Yakoob on 15/5/2011 at 21:19
So playing through Doom 3 got me thinking, every single horror game I can think of has always taken place in darkness. SystemShocks, SilentHills, Resident Evils, Doom and Alan Wake, all rely on the night as a key mechanic to creating the spooky atmosphere. And for good reasons - evil lurking in the dark, the occasional moving shadow you catch with the corner of your eye, fear of the unknown, human natural predestination to distrust and be apprehensive in low visibility settings, etc.
But are there any horror games that do not take place in a darker setting? Brightly lit walls, or even, daylight? I can't think of a single game that accomplishes that. Yes, the above mentioned games aren't all dark (RE is fairly well lit for example, and RE4 takes place in some late evening/early morning hours too, but that's not really a horror game tbh), but still, darkness is very central to their mood and the scary factor. I am not quite sure if any of these games could really work if we switched them to daylight. But could it be done?
Also I don't mean psychological thriller or "fuck up with your mind" type games, but straight up horror, sit-on-the-edge-of-your-seat games.
henke on 15/5/2011 at 21:33
Yes, I think so. Making the player feel vulnerable is much more important than light(or the lack of it).

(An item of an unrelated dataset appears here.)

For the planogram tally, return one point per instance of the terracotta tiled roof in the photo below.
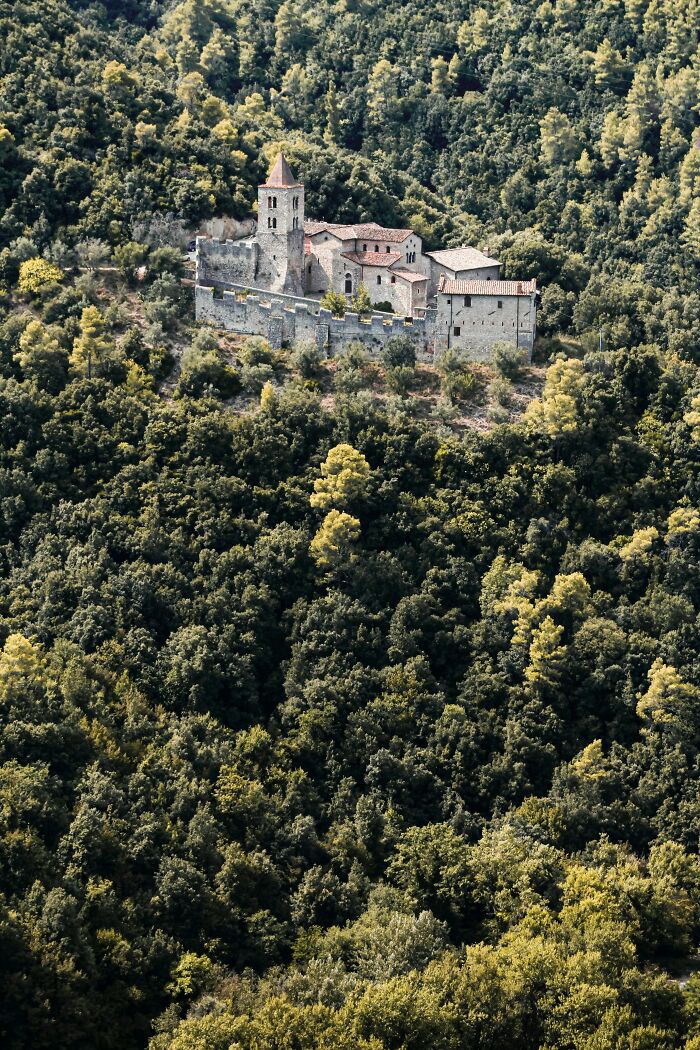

Sulphur on 15/5/2011 at 21:43
The reason why darkness is so effective for horror is because you can't see anything, of course. And when the details are murky, your mind fills in the gaps with things far more frightening than what's really there.
Horror in daylight is perfectly possible, but it's generally going to be less effective unless it's psychological. Gross monstrosities and physical vulnerability can certainly work in broad daylight, but the clarity of your immediate environs and the enemies removes the fear of the unknown a bit (sands the edge right off, really), and the loss of ambiguity in choosing an escape path would route the experience more towards 'thriller' material.
Would you include rain and veils of curling mist as well in the list of things that can't be used? Silent Hill always managed to make everything unsettling all the time because of those, but even then alternate Silent Hill in the dark was just five billion levels more scary.
Briareos H on 15/5/2011 at 22:11
For horror to work, the player must be barely in control of things around him which is pretty fucking difficult to enforce when he can run everwhere in broad daylight. Gotta find another creative way to cripple him.
Harvester on 15/5/2011 at 22:14
Maybe if you make the controls really unwieldy, so that you can see where you want to go but have trouble actually going there, it could be scary. Like in the original 1992 Alone in the Dark (or maybe the Resident Evil games, but I've not played those), which is fairly well lit but you often have trouble maneuvering your character away from danger. But purposefully making shitty controls is not really a path you want to take.
Maybe you could study what Kubrick did right in The Shining. Many people find it very scary even though all the sets are bathed in bright light. Though obviously what works in a movie might not work in a game.
Fafhrd on 15/5/2011 at 22:14
Left 4 Dead 2 has a daytime campaign, doesn't it?
RE5 is also largely in daylight.
Al_B on 15/5/2011 at 22:21
A horror game set in the middle of the desert could work. Although the player could technically run in any direction, doing so would be suicidal in itself. I'm struggling to think of examples, however. The (
http://eclipse.ovine.net/) Total Eclipse remake is the closest and it doesn't really classify as a horror game.
Muzman on 15/5/2011 at 22:22
I've never played it, but Pathologic maybe?
It is more psychological horror though, I guess.
Jason Moyer on 15/5/2011 at 22:54
Certainly there are things in the world that people are scared of besides darkness. Eventually more than a handful of people will be creative enough to do something with them.
catbarf on 16/5/2011 at 00:10
I thought Shock2 did it pretty well, most of the game is pretty well-lit and relies on claustrophobia rather than darkness to heighten the tension.